A look back at a remarkable career in behavioral health: Patrick Fleming
A champion for mental health and substance abuse education and treatment in Utah –Patrick Fleming—retired in December as Salt Lake County’s director of the Division of Behavioral Health. Pat is one of the master designers of a collaborative health care model that to this day sets Salt Lake County and Utah apart in the nation for its effective delivery of behavioral health services to our residents.
Although Pat began his career here in the private, nonprofit sector—as the director of a domestic violence program—his true talent was revealed when he moved into county and state government roles. In the 1990s, while working in behavioral health for the Utah County Commission, Pat noticed that 40 people a day were making the drive to Salt Lake in order to visit the Project Reality methadone clinic. Heroin addiction in Utah County wasn’t openly acknowledged. But Pat’s conversation with a young couple—she, six months pregnant—led him to Commissioner Malcolm Beck’s office with a passionate request to start a methadone clinic in his county. It operates to this day in the Utah County Administration building.

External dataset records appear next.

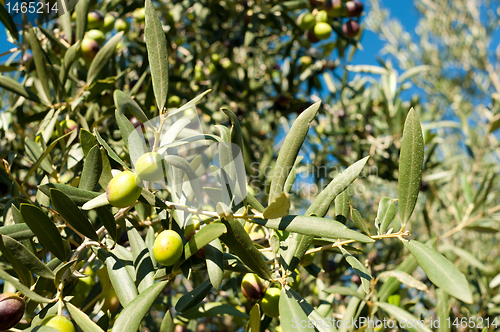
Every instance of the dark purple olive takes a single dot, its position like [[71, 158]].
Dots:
[[11, 310]]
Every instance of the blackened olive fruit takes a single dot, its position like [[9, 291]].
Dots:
[[253, 286], [11, 310]]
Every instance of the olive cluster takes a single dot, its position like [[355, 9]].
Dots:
[[98, 24], [318, 23]]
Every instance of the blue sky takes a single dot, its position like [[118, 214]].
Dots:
[[403, 10]]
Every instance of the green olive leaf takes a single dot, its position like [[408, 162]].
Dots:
[[410, 166]]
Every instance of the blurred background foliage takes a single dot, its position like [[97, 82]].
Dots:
[[261, 64]]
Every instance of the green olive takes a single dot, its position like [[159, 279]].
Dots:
[[149, 166], [109, 23], [168, 247], [122, 25], [124, 189], [89, 48], [270, 302], [95, 20], [306, 21], [322, 30], [322, 16], [253, 287], [59, 323], [96, 35], [11, 310]]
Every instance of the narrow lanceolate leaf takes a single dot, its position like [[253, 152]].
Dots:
[[215, 263], [404, 278], [103, 57], [202, 238], [123, 101], [26, 257], [22, 288], [92, 169], [130, 318], [40, 63], [72, 214], [290, 149], [12, 85], [314, 226], [440, 271], [404, 317], [120, 279], [442, 309], [194, 297], [78, 196], [156, 45], [82, 320], [291, 309], [143, 264], [385, 215], [410, 166], [359, 268], [358, 220], [43, 227], [238, 240], [280, 207]]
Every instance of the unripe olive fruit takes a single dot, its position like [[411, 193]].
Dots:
[[305, 61], [334, 8], [123, 190], [311, 36], [95, 20], [122, 25], [353, 8], [174, 101], [89, 48], [96, 35], [322, 30], [307, 259], [59, 323], [168, 247], [109, 23], [350, 28], [253, 287], [111, 301], [322, 16], [149, 166], [270, 302], [11, 310], [139, 14], [306, 21]]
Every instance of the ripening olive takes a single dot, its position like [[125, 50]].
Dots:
[[334, 8], [59, 323], [96, 35], [253, 286], [322, 30], [109, 23], [350, 28], [122, 25], [270, 302], [124, 189], [306, 21], [139, 14], [89, 48], [174, 101], [322, 16], [168, 247], [95, 20], [353, 8], [307, 259], [149, 166], [11, 310]]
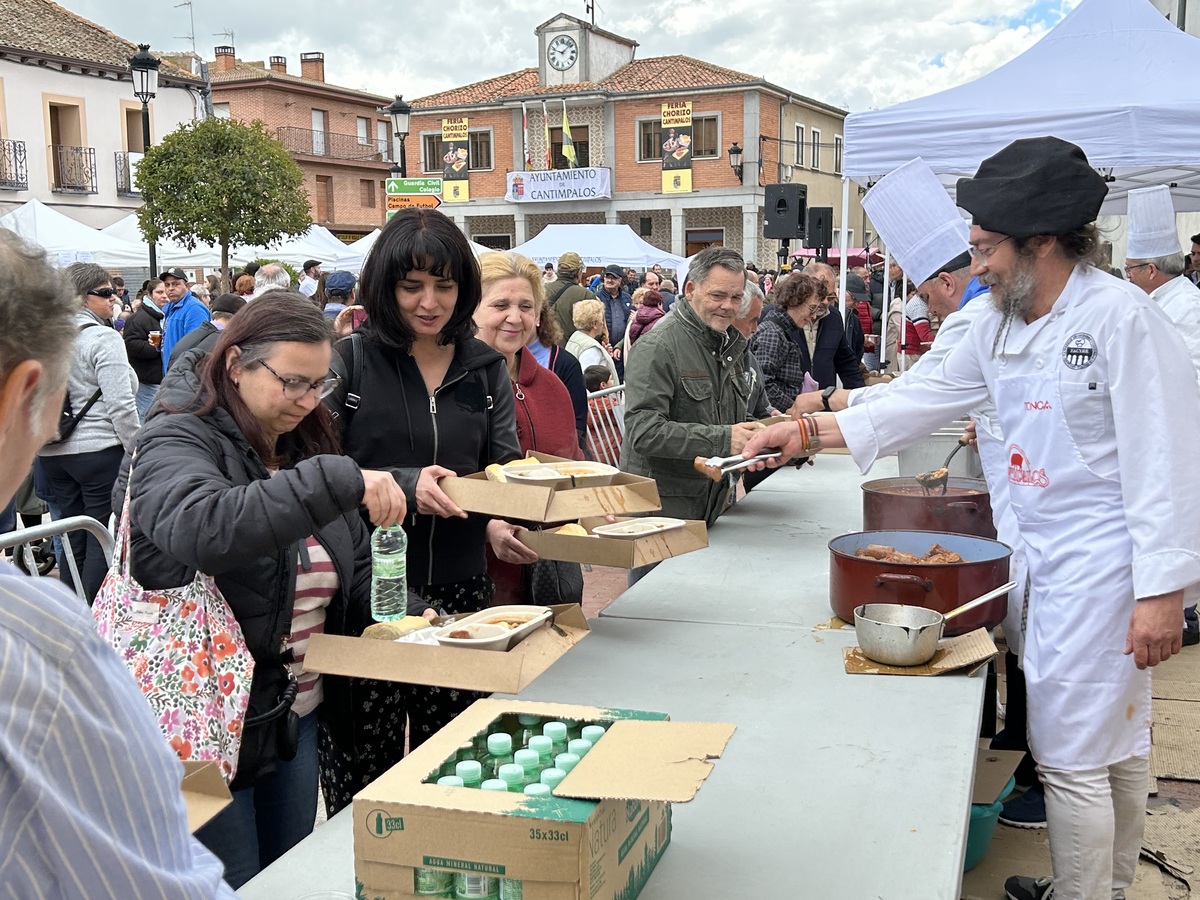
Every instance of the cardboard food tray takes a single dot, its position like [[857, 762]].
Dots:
[[599, 837], [965, 653], [205, 792], [539, 503], [508, 672], [617, 552]]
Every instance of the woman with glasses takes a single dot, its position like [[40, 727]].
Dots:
[[781, 346], [238, 474], [82, 467]]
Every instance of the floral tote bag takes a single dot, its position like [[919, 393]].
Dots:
[[186, 652]]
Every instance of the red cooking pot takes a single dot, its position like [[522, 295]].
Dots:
[[900, 503], [855, 580]]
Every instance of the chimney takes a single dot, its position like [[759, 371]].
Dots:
[[226, 59], [312, 65]]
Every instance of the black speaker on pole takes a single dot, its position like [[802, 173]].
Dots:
[[785, 211], [820, 234]]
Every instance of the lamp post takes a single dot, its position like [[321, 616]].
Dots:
[[400, 111], [144, 71]]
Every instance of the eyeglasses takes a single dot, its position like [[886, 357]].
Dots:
[[982, 253], [297, 388]]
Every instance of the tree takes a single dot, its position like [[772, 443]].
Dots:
[[221, 181]]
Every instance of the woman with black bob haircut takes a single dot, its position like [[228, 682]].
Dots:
[[238, 474], [424, 399]]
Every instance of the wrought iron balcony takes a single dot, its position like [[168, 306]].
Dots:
[[306, 142], [75, 168], [13, 172], [126, 180]]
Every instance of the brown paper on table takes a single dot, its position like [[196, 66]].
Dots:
[[953, 654]]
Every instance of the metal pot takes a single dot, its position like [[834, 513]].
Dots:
[[892, 503], [855, 581]]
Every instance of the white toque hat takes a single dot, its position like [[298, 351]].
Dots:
[[917, 220], [1151, 225]]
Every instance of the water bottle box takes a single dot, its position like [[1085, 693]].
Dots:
[[509, 672], [598, 835]]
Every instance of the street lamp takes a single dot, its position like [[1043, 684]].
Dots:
[[144, 71], [736, 159], [400, 111]]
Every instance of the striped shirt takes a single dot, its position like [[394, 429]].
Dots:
[[90, 802], [316, 586]]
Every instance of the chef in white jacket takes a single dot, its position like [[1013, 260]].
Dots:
[[1101, 415]]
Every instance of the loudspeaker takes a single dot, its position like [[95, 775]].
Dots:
[[820, 234], [785, 211]]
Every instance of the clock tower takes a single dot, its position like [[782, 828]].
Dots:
[[573, 51]]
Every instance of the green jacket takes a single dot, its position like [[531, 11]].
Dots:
[[685, 385]]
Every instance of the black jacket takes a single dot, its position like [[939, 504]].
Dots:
[[397, 426], [202, 499], [145, 359]]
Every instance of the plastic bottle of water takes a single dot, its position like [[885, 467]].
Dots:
[[389, 571]]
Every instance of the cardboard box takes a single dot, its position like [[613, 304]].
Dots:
[[533, 503], [599, 837], [508, 672], [205, 792], [618, 552]]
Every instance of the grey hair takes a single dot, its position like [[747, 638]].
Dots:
[[713, 257], [37, 307], [273, 276], [1171, 264]]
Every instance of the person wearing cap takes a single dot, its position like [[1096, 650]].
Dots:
[[1085, 375], [205, 336], [565, 292], [184, 312], [311, 276]]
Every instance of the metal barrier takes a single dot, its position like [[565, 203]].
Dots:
[[606, 424], [21, 539]]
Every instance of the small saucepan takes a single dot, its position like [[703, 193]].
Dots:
[[898, 635]]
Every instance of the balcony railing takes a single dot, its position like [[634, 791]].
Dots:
[[126, 173], [75, 168], [13, 172], [335, 147]]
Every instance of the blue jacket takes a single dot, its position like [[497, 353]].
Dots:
[[179, 318]]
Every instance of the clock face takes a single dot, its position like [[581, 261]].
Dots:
[[562, 53]]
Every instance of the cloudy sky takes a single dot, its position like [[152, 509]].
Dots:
[[859, 54]]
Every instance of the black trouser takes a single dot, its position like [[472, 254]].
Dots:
[[83, 486]]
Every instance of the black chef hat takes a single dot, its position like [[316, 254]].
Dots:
[[1033, 186]]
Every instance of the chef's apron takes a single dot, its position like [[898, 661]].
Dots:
[[1089, 705]]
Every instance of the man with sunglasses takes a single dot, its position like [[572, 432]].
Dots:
[[183, 313]]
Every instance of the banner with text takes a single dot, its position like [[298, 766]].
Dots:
[[677, 147], [455, 160], [556, 185]]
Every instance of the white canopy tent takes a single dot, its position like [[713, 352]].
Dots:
[[66, 241], [598, 245]]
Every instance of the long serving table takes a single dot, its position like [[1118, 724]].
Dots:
[[833, 785]]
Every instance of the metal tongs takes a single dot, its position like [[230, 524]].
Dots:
[[718, 467]]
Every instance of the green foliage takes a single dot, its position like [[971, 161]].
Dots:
[[221, 181]]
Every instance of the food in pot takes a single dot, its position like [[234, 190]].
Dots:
[[937, 555]]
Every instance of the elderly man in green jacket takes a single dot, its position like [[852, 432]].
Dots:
[[687, 390]]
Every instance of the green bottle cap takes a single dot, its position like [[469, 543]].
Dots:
[[499, 744], [593, 732], [567, 761], [527, 760], [579, 747]]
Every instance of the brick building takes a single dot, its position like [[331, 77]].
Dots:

Pat also worked in the administrations of several Utah governors. He says one of his mentors was Leon PoVey, who brought him on as the state’s substance abuse division business manger. From PoVey, Pat learned that “you’re never going to be the smartest guy in the room but you can work to be the best.” At the state, Pat absorbed the complexities of Medicaid funding, through his job with the Office of Family Support, within the Utah Department of Social Services. Pat observed that many of the families receiving welfare and food stamps either had substance abuse problems, mental health issues or both. He had found his calling as an advocate for programs and funding to offer treatment.

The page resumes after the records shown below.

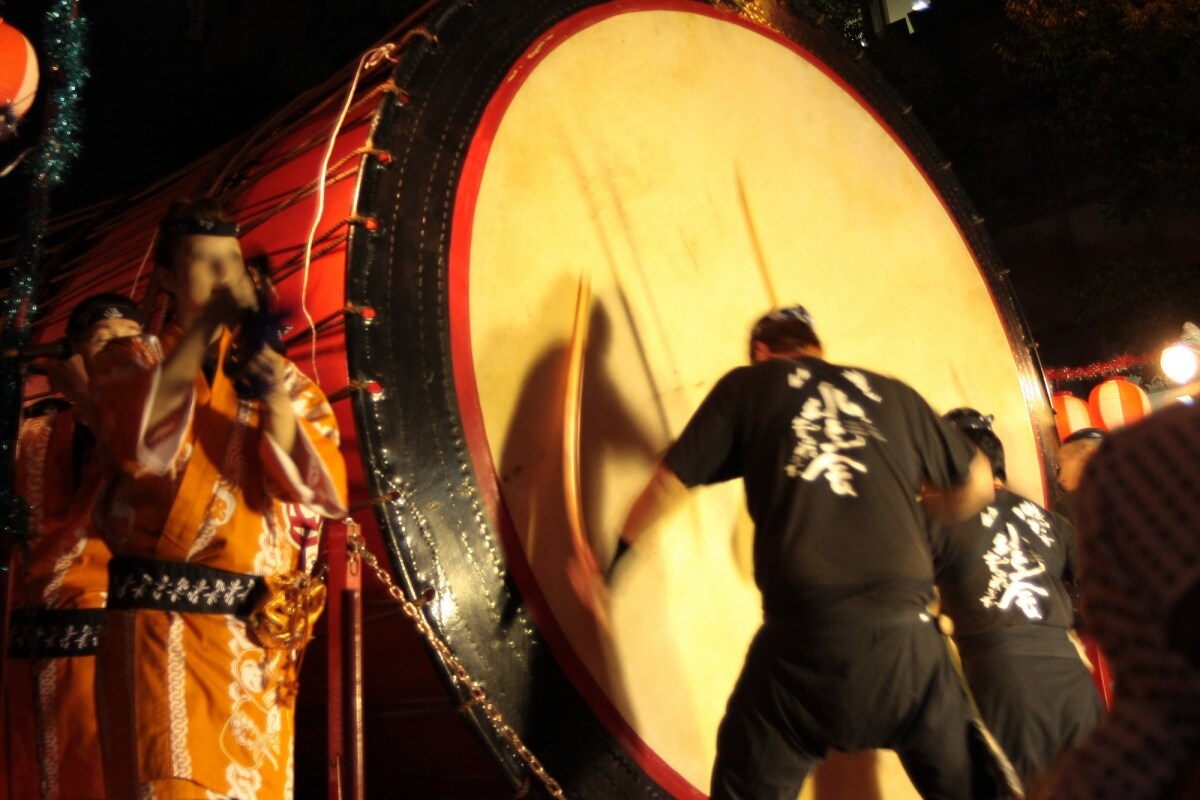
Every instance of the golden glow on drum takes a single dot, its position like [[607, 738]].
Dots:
[[696, 170]]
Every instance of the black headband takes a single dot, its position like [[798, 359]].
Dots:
[[192, 227], [99, 308]]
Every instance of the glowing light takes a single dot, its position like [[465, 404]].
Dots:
[[1180, 364], [1181, 361]]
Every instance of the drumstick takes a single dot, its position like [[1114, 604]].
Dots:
[[583, 571], [756, 242]]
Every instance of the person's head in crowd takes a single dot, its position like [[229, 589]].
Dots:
[[198, 257], [93, 324], [784, 332], [1074, 453], [101, 319], [977, 427]]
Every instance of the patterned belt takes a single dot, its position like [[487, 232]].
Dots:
[[180, 587], [54, 632]]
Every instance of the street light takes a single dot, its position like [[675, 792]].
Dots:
[[1181, 361]]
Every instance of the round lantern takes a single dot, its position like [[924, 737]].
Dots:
[[18, 77], [1117, 402], [1071, 414]]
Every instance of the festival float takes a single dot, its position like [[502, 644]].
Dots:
[[516, 244]]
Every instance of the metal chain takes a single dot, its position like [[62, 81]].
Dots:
[[450, 660]]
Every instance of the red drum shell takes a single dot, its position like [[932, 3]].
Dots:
[[443, 284]]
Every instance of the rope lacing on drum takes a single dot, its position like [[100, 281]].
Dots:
[[475, 695]]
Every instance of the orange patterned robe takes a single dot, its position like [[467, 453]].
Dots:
[[51, 720], [190, 704]]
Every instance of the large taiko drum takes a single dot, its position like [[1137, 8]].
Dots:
[[545, 235]]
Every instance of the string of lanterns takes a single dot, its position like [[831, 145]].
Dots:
[[18, 78]]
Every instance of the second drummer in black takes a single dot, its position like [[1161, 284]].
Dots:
[[1002, 579]]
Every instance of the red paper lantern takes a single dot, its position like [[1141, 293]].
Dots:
[[1117, 402], [18, 76], [1069, 414]]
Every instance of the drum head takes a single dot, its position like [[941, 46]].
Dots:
[[585, 209]]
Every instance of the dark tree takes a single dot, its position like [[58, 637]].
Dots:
[[1120, 78]]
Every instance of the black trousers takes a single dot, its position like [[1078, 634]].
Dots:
[[847, 684], [1033, 691]]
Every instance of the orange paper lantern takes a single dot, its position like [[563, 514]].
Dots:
[[1071, 414], [18, 74], [1116, 403]]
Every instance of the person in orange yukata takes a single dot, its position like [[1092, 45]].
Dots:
[[195, 698], [59, 578]]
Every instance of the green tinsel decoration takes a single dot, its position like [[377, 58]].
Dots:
[[65, 38]]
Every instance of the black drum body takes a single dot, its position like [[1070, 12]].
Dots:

In 1994, one of Pat’s research efforts—funded by a small federal grant—at the old Salt Lake County jail—alerted him to street intelligence from the inmates, that a terrible, new addiction problem had arrived in the state —methamphetamine. While men normally abuse drugs at three times the rate of women, meth devastatingly reversed that ratio. Pat said the face of meth addiction became a young, single mother with two small children. Carrying a cardboard cutout of a silhouette of a woman and her kids with him to legislative meetings, Pat successfully fought for the creation of a special task force. He argued that you could jail the mother, place her children in foster care and pay $100,000 or offer treatment at a cost of $17,000. The result was an agreement that led to customized treatment programs for female meth addicts.

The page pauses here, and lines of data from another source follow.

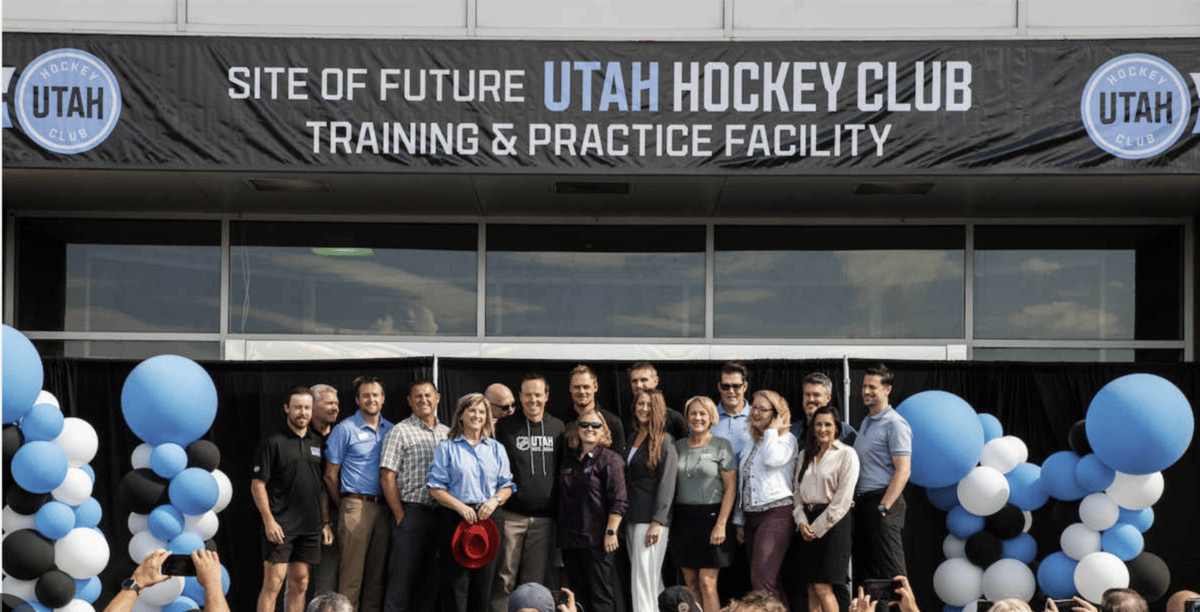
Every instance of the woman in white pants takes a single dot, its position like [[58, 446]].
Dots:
[[649, 484]]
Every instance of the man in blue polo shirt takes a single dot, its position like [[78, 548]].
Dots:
[[352, 478], [885, 455]]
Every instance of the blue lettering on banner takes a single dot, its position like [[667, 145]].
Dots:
[[67, 101], [1135, 106]]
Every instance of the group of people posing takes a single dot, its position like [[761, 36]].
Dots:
[[687, 489]]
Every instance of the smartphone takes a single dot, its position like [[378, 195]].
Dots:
[[882, 589], [178, 565]]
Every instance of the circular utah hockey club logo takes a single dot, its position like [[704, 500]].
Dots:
[[1135, 106], [67, 101]]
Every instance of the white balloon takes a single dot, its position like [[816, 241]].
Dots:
[[958, 582], [141, 456], [142, 544], [983, 491], [1079, 541], [82, 553], [205, 526], [78, 442], [1008, 579], [75, 490], [138, 523], [1098, 511], [1135, 492], [954, 547], [163, 593], [225, 490], [1098, 573]]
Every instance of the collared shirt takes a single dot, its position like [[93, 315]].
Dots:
[[471, 473], [408, 451], [354, 445], [592, 489], [733, 427], [880, 438]]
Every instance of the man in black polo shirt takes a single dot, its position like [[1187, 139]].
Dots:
[[288, 491]]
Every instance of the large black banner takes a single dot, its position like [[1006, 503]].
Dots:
[[597, 107]]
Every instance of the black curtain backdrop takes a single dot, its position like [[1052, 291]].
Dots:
[[1037, 402]]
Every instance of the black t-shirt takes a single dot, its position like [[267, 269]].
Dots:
[[292, 468]]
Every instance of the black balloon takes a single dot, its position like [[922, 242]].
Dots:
[[143, 490], [27, 555], [54, 589], [23, 502], [984, 549], [1078, 438], [203, 454], [1149, 575], [1006, 523]]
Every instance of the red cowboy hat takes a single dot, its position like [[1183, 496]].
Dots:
[[475, 545]]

Pat notes that Utah has always been a place where compassion has won out over punitive sentences. Too many Utah families learned from tragic experience that mental illnesses and substance abuse do not discriminate by economic status, education, or religion. Anyone can fall victim to the disease. He speaks movingly about the many brave, outspoken Utah advocates he has met that helped shine a light on this very personal problem and helped erase the stigma attached to it.
Pat says he’ll continue to be a volunteer lobbyist on behalf of NAMI-Utah and USARA. He’s proud that, while not personally in recovery, he has the trust of the men and women in that circumstance who have accepted him as one of them. He’ll also provide some consulting to counties who are interested in learning more about the Utah collaborative model that enables local government to deliver better, more wide-reaching service in an efficient and cost-effective manner.
Pat has incorporated the advice he received from his early mentor—Leon PoVey—to “find something you can really commit to.” Without question, his commitment has improved people’s health, helped preserve families, and saved lives.